Dello stesso avviso Stefano Grieco, Ceo e VP di Nokia Italia, che sottolinea a sua volta il valore dell’approccio proattivo abilitato dall’AI e dall’automazione: “Le nostre tecnologie garantiranno connettività a larghissima banda e resiliente.

Stefano Grieco, country manager per Italia e Malta di Nokia
Stefano Grieco, Ceo e VP di Nokia Italia

L’integrazione di sistemi di intelligenza artificiale nelle operation permetterà un monitoraggio continuo e un’ottimizzazione automatica dei parametri di funzionamento, mentre la crittografia quantum-safe assicurerà la protezione end-to-end dei dati”.
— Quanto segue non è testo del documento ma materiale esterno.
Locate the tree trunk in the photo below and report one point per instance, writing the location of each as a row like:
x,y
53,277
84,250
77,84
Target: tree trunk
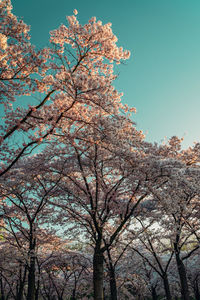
x,y
21,285
98,273
31,279
113,286
196,290
153,293
166,287
182,275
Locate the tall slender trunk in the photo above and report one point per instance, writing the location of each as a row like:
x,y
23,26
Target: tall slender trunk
x,y
113,285
32,262
21,284
196,290
153,293
182,274
31,279
2,289
166,287
98,272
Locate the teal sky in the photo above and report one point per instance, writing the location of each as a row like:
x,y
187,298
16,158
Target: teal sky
x,y
162,77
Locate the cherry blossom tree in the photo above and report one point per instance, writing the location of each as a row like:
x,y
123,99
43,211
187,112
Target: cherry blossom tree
x,y
77,73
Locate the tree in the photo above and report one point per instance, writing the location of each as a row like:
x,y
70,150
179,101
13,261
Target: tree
x,y
79,74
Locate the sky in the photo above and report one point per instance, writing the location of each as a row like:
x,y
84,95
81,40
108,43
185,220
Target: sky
x,y
162,77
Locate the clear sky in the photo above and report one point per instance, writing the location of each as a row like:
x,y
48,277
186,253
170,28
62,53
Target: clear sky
x,y
162,77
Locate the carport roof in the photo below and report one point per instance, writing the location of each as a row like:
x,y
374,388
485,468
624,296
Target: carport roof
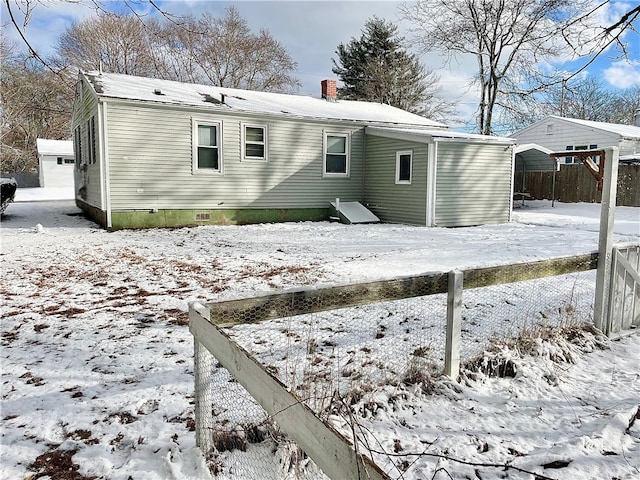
x,y
534,158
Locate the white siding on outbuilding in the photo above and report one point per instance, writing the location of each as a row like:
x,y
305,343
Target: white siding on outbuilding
x,y
56,163
558,133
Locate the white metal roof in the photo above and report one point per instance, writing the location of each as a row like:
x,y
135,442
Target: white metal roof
x,y
58,148
620,129
119,86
Strategia per l’infrastruttura Paese

L’investimento nella rete si inserisce in una visione più ampia: quella di costruire una piattaforma digitale nazionale in grado di sostenere la competitività delle imprese e del sistema Paese. Negli ultimi anni Retelit ha ampliato in modo significativo il proprio perimetro di asset strategici.
La costituzione di Retelit-X, che integra le attività italiane di BT, ha portato a un’estensione complessiva della rete in fibra ottica di oltre 47.500 km, con 11.500 km aggiuntivi e quattro nuovi data center distribuiti tra Milano e Roma. A questo si aggiunge l’accordo con il Ministero dell’Economia e delle Finanze per l’acquisizione di Sparkle, il principale fornitore di servizi di telecomunicazioni internazionali all’ingrosso e attore chiave nel settore dei cavi sottomarini. Una mossa che rafforza ulteriormente il posizionamento di Retelit come hub infrastrutturale strategico per l’Italia e per il traffico internazionale dei dati. Una sorta di “nuova pelle” evocato di recente dal management non è solo un elemento narrativo, ma un riflesso della trasformazione industriale che l’azienda sta attraversando. Retelit evolve da operatore di connettività a piattaforma integrata di infrastrutture e servizi digitali, pronta a rispondere alle nuove esigenze del mercato B2B e a sostenere la digitalizzazione del tessuto economico italiano. In un contesto in cui l’intelligenza artificiale, la sicurezza quantistica e la sostenibilità diventano i nuovi cardini dell’innovazione, Retelit posiziona allora la propria rete come infrastruttura abilitante del futuro, con una visione che unisce tecnologia, efficienza e resilienza.